Some people reject arguments about rights and freedom. To these people, natural rights arguments ignore the fundamental importance of results. Humans don’t fundamentally care about means, they care about ends. That’s why they are called ends, Milton Friedman would say.
What are the results of immigration? In a capitalist society, people specialize in a certain profession and then trade their labor for the goods and services of other people. When an immigrant enters a profession, they compete with the people currently in that profession. If they provide a service at a lower cost, then people who purchase that service will have more money left over to purchase other goods and services. The total sum of human production will increase. These gains from immigration are equivalent to the aggregate gains from international trade.
Some utilitarians adopt a skewed view of utility. They value not increased productivity in general, but the increased income of the poor in particular.

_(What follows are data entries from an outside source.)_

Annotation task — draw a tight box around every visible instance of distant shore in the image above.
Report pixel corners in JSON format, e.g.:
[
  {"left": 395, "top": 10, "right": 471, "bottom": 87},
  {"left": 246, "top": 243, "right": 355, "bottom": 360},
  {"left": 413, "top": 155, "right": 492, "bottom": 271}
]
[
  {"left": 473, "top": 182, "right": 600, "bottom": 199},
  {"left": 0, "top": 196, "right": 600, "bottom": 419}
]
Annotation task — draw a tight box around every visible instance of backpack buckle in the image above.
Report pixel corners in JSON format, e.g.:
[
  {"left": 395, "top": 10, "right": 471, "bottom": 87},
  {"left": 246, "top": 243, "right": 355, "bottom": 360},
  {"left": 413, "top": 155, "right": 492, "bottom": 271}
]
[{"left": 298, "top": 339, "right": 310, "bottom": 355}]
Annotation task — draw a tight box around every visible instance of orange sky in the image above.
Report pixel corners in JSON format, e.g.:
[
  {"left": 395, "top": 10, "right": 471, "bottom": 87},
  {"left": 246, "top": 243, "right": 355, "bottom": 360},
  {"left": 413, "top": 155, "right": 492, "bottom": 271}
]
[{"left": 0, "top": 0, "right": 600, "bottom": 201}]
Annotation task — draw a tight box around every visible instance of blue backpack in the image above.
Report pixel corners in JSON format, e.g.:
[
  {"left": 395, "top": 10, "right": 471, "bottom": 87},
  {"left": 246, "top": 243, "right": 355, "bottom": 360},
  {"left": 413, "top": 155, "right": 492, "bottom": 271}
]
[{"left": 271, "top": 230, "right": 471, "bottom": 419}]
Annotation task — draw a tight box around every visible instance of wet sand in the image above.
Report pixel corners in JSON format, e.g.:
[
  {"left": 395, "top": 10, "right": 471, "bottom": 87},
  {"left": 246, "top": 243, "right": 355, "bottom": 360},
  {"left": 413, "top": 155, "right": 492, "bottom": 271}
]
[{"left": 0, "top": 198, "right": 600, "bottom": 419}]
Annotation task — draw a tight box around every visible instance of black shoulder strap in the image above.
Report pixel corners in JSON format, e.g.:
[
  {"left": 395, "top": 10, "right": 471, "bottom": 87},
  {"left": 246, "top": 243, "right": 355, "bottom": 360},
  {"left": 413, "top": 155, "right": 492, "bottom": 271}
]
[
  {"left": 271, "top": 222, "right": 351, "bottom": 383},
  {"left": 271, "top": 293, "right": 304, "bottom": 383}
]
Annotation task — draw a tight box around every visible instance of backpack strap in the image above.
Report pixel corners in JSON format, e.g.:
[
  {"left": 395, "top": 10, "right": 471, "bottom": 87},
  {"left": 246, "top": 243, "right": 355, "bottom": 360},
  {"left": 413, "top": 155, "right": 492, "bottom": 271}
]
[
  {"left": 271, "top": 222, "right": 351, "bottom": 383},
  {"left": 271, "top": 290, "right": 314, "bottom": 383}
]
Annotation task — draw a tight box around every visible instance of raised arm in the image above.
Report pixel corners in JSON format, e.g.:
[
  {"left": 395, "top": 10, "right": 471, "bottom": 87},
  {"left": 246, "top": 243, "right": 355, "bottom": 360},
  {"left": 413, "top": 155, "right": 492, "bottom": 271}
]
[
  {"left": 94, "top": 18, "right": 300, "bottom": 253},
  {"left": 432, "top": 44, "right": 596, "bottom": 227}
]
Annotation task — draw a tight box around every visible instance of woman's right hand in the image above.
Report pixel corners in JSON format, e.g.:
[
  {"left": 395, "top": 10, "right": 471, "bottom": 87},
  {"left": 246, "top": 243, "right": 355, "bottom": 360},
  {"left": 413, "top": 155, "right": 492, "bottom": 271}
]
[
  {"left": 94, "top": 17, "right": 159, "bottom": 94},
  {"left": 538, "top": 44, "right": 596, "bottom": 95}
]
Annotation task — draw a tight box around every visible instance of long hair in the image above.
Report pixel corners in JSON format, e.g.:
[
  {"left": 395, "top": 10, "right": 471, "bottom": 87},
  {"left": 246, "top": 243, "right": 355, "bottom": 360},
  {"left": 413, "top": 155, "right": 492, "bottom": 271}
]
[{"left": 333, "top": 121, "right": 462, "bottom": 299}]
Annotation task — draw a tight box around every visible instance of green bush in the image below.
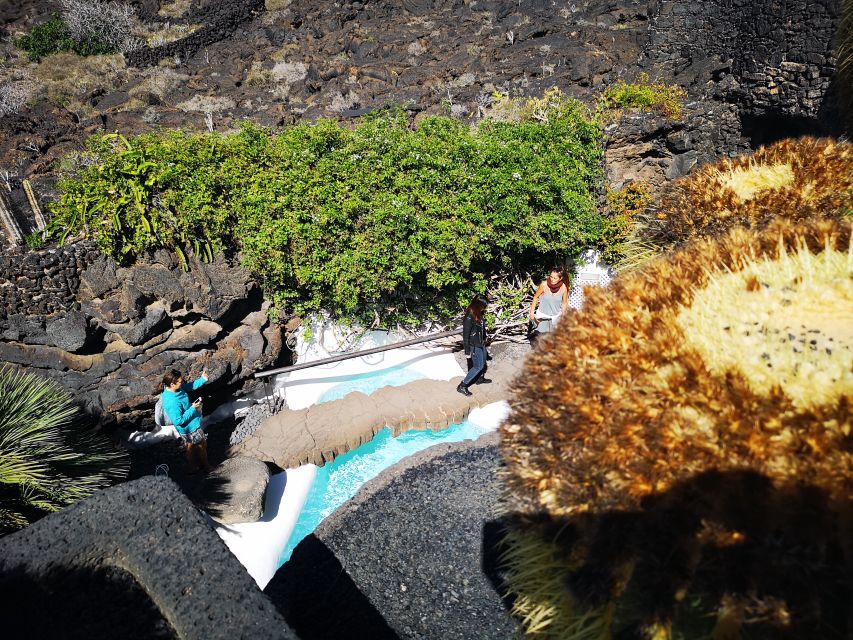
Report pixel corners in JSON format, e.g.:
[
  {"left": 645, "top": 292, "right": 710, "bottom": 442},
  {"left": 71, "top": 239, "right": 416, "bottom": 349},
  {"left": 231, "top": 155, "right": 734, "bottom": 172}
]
[
  {"left": 0, "top": 367, "right": 128, "bottom": 534},
  {"left": 601, "top": 73, "right": 687, "bottom": 119},
  {"left": 52, "top": 101, "right": 605, "bottom": 323},
  {"left": 16, "top": 14, "right": 118, "bottom": 62}
]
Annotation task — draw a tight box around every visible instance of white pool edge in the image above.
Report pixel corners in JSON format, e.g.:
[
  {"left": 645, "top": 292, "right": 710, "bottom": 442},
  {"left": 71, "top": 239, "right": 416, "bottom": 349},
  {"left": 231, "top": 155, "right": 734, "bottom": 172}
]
[{"left": 216, "top": 400, "right": 510, "bottom": 589}]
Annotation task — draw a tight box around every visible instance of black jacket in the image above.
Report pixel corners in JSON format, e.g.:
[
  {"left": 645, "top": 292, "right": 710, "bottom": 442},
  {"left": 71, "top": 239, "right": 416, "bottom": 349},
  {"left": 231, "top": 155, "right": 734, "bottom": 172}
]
[{"left": 462, "top": 313, "right": 486, "bottom": 356}]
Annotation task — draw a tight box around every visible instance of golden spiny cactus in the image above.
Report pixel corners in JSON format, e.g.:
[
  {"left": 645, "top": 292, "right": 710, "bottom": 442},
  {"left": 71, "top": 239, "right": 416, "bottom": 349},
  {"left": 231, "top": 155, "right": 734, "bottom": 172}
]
[
  {"left": 502, "top": 219, "right": 853, "bottom": 640},
  {"left": 640, "top": 137, "right": 853, "bottom": 246}
]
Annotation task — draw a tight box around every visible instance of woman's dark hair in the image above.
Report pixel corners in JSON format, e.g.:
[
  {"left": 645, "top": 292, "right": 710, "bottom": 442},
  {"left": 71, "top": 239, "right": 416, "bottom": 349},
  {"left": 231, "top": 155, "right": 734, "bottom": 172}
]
[
  {"left": 163, "top": 369, "right": 184, "bottom": 387},
  {"left": 465, "top": 293, "right": 489, "bottom": 322}
]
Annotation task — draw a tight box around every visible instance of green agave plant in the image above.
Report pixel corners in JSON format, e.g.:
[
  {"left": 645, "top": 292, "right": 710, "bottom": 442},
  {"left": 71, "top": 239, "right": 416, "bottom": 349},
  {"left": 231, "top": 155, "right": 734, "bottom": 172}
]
[{"left": 0, "top": 366, "right": 129, "bottom": 533}]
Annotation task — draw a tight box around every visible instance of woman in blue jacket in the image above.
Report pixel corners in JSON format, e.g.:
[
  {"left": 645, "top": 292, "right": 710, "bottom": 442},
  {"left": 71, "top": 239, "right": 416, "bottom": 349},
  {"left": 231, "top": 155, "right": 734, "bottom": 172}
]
[{"left": 161, "top": 369, "right": 210, "bottom": 473}]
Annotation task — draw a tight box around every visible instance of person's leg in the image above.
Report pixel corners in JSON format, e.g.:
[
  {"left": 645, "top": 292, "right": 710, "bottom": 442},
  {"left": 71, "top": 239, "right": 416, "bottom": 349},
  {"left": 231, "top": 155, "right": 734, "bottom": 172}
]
[
  {"left": 474, "top": 349, "right": 492, "bottom": 384},
  {"left": 196, "top": 437, "right": 210, "bottom": 473},
  {"left": 187, "top": 443, "right": 198, "bottom": 473},
  {"left": 456, "top": 347, "right": 486, "bottom": 396}
]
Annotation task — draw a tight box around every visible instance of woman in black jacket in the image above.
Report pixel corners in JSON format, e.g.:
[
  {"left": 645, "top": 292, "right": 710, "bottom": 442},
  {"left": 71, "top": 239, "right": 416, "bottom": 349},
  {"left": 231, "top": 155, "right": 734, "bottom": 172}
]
[{"left": 456, "top": 294, "right": 491, "bottom": 396}]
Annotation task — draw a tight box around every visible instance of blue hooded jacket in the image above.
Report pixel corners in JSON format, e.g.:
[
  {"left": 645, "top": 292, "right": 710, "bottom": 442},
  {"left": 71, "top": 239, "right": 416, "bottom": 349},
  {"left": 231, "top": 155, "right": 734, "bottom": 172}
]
[{"left": 161, "top": 378, "right": 205, "bottom": 436}]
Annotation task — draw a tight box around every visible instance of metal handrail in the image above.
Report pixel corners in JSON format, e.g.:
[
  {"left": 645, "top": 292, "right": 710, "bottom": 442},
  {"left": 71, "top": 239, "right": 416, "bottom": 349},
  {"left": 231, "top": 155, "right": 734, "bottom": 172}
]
[
  {"left": 254, "top": 328, "right": 462, "bottom": 379},
  {"left": 254, "top": 328, "right": 462, "bottom": 413}
]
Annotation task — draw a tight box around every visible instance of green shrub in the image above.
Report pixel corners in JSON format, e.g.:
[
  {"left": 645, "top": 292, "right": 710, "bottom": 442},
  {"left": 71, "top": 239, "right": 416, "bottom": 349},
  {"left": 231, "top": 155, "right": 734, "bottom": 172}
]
[
  {"left": 24, "top": 231, "right": 44, "bottom": 249},
  {"left": 0, "top": 367, "right": 128, "bottom": 533},
  {"left": 601, "top": 73, "right": 687, "bottom": 119},
  {"left": 52, "top": 103, "right": 605, "bottom": 323},
  {"left": 16, "top": 14, "right": 118, "bottom": 62}
]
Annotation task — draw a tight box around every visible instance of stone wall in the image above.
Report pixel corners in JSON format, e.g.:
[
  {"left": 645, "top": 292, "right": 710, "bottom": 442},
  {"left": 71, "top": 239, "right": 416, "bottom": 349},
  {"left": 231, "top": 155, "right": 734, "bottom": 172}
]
[
  {"left": 0, "top": 242, "right": 98, "bottom": 318},
  {"left": 646, "top": 0, "right": 841, "bottom": 129},
  {"left": 0, "top": 476, "right": 296, "bottom": 640},
  {"left": 605, "top": 0, "right": 841, "bottom": 189},
  {"left": 0, "top": 243, "right": 282, "bottom": 421},
  {"left": 125, "top": 0, "right": 264, "bottom": 67}
]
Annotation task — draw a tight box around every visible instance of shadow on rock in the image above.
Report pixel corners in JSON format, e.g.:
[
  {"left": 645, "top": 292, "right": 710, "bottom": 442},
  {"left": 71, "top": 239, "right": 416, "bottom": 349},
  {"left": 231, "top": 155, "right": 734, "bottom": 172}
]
[
  {"left": 483, "top": 471, "right": 853, "bottom": 640},
  {"left": 0, "top": 565, "right": 178, "bottom": 640},
  {"left": 264, "top": 534, "right": 399, "bottom": 640}
]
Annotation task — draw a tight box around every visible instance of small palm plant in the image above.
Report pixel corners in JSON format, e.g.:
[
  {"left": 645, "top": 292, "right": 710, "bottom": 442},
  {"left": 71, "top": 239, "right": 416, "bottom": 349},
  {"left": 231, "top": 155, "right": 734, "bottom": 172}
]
[{"left": 0, "top": 367, "right": 128, "bottom": 533}]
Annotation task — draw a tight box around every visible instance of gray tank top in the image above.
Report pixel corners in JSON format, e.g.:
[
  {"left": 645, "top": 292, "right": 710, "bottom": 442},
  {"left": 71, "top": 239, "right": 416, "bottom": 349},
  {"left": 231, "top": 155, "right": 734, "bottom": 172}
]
[{"left": 539, "top": 285, "right": 563, "bottom": 317}]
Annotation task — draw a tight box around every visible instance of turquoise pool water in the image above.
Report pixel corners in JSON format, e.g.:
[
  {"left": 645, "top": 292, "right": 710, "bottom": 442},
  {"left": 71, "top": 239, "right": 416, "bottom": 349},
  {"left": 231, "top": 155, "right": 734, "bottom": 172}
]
[
  {"left": 279, "top": 422, "right": 488, "bottom": 566},
  {"left": 317, "top": 365, "right": 424, "bottom": 404}
]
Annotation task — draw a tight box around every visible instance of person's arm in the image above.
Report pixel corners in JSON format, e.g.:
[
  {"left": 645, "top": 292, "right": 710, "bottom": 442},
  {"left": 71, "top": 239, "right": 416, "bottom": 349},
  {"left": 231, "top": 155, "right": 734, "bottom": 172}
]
[
  {"left": 163, "top": 400, "right": 200, "bottom": 429},
  {"left": 181, "top": 369, "right": 208, "bottom": 392},
  {"left": 528, "top": 282, "right": 545, "bottom": 326}
]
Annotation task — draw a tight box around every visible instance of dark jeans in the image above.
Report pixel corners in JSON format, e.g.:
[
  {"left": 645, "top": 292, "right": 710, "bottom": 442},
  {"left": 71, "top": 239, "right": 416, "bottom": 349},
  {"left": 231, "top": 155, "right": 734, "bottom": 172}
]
[{"left": 462, "top": 347, "right": 486, "bottom": 387}]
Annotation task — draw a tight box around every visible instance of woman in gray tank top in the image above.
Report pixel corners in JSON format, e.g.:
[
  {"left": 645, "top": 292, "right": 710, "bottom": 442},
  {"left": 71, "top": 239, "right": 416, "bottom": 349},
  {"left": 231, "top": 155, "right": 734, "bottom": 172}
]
[{"left": 530, "top": 265, "right": 569, "bottom": 333}]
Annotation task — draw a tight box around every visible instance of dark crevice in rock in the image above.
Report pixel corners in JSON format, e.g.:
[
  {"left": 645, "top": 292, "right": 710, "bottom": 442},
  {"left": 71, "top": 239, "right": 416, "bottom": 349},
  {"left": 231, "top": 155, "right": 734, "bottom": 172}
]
[{"left": 740, "top": 112, "right": 824, "bottom": 149}]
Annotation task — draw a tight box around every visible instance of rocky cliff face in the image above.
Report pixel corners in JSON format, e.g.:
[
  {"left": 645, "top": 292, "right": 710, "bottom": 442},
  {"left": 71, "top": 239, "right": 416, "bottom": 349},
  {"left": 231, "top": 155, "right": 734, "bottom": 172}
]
[{"left": 0, "top": 0, "right": 841, "bottom": 416}]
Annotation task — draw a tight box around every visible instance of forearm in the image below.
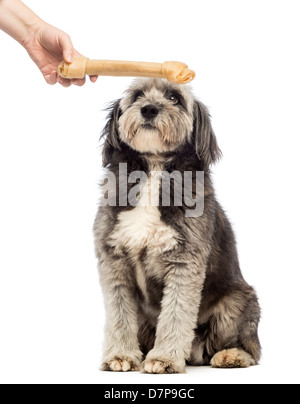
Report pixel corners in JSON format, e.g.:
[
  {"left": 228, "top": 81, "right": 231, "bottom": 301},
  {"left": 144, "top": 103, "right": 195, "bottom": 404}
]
[{"left": 0, "top": 0, "right": 42, "bottom": 46}]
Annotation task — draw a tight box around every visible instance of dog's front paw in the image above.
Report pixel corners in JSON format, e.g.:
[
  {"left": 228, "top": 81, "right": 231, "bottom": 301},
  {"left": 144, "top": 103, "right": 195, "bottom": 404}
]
[
  {"left": 102, "top": 355, "right": 141, "bottom": 372},
  {"left": 142, "top": 358, "right": 185, "bottom": 374}
]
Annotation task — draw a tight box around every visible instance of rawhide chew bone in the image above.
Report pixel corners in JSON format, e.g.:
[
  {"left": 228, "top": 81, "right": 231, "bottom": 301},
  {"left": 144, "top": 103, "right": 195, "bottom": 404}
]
[{"left": 57, "top": 57, "right": 196, "bottom": 84}]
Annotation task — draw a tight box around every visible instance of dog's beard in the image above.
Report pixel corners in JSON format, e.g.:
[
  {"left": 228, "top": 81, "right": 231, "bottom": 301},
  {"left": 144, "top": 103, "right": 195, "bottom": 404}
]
[{"left": 119, "top": 108, "right": 191, "bottom": 154}]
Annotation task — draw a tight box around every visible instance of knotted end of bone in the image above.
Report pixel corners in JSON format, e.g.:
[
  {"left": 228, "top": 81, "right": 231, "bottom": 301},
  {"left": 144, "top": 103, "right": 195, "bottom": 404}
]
[
  {"left": 57, "top": 57, "right": 89, "bottom": 79},
  {"left": 162, "top": 62, "right": 196, "bottom": 84}
]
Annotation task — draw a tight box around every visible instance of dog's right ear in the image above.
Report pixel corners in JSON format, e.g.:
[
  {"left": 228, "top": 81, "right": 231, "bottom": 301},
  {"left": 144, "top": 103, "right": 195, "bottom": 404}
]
[{"left": 101, "top": 100, "right": 121, "bottom": 167}]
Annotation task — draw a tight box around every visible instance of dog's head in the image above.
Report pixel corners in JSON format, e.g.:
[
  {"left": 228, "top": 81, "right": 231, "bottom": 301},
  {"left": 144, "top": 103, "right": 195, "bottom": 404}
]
[{"left": 103, "top": 79, "right": 221, "bottom": 170}]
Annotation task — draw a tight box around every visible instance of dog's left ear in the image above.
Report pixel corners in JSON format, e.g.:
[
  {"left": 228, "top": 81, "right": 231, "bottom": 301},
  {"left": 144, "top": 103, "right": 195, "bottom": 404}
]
[
  {"left": 101, "top": 100, "right": 121, "bottom": 167},
  {"left": 193, "top": 101, "right": 222, "bottom": 171}
]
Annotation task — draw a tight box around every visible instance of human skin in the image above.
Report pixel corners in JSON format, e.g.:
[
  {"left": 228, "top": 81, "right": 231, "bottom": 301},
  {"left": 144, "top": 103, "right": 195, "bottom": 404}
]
[{"left": 0, "top": 0, "right": 97, "bottom": 87}]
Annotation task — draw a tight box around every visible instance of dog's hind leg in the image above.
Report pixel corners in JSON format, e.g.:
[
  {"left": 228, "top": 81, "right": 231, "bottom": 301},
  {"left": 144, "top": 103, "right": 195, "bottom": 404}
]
[
  {"left": 211, "top": 348, "right": 256, "bottom": 368},
  {"left": 205, "top": 287, "right": 261, "bottom": 368}
]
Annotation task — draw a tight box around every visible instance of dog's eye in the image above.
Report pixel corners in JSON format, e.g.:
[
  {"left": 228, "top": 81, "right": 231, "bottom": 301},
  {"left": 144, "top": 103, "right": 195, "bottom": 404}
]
[
  {"left": 168, "top": 94, "right": 179, "bottom": 105},
  {"left": 133, "top": 91, "right": 144, "bottom": 102}
]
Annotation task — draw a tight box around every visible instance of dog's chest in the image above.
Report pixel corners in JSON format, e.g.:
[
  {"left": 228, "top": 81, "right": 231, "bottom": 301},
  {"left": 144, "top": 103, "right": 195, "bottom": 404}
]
[{"left": 109, "top": 162, "right": 178, "bottom": 255}]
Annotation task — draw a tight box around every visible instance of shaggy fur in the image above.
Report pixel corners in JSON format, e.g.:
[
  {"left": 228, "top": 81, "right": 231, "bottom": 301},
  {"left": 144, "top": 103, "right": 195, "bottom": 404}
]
[{"left": 94, "top": 79, "right": 260, "bottom": 373}]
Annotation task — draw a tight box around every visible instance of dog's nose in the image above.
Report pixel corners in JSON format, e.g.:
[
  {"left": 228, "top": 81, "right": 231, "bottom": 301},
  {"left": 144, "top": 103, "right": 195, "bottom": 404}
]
[{"left": 141, "top": 105, "right": 159, "bottom": 119}]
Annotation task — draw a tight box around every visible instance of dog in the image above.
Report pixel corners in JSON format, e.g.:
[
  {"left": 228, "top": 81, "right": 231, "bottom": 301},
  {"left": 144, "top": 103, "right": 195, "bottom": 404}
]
[{"left": 94, "top": 79, "right": 261, "bottom": 374}]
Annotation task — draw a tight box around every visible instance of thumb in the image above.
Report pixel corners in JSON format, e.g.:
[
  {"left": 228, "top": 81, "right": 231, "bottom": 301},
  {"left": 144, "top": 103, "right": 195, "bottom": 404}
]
[{"left": 59, "top": 32, "right": 75, "bottom": 63}]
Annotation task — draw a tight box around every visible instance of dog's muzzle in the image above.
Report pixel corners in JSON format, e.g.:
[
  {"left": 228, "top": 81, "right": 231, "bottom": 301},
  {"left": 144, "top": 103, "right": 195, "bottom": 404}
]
[{"left": 141, "top": 104, "right": 159, "bottom": 120}]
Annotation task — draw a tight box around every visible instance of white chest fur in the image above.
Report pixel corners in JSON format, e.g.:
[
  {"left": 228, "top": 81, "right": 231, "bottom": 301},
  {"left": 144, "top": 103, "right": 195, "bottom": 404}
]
[{"left": 110, "top": 159, "right": 178, "bottom": 254}]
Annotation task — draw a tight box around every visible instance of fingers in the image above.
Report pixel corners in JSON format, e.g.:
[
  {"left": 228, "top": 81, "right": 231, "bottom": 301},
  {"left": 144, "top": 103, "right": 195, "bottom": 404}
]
[
  {"left": 59, "top": 32, "right": 75, "bottom": 63},
  {"left": 90, "top": 76, "right": 98, "bottom": 83}
]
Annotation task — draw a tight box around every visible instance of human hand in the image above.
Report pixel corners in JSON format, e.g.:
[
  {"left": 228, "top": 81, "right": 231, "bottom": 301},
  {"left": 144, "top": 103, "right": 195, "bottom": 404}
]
[{"left": 23, "top": 21, "right": 98, "bottom": 87}]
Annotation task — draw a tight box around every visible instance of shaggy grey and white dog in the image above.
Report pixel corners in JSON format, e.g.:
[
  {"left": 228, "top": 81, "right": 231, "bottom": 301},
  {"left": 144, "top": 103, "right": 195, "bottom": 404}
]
[{"left": 94, "top": 79, "right": 261, "bottom": 373}]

If immigrants enter the labor market, they may increase the total income of all Americans together, but competitive forces may decrease the incomes of the specific (poor) Americans that are most competing with immigrants. These concentrated losses are equivalent to the industry specific losses caused by international trade.
But immigrants moving into low wage industries in America are almost certainly moving out of even lower wage industries in other countries. Why else would they immigrate? A utilitarian ethic that supported immigration restrictions would value the well-being of poor Americans while ignoring the well-being of even poorer foreigners. This would be an obviously evil utilitarian ethic.
It may be inevitable for democratic processes to discount utilitarian gains to poor foreigners. But there is no reason for any individual utilitarian thinker to adopt the utilitarian constraints of their nation’s politics. Neither should a natural rights thinker accept the practical constraints of his political system as a moral constraint on natural rights. Justice is justice, whether or not it is procedurally obtainable.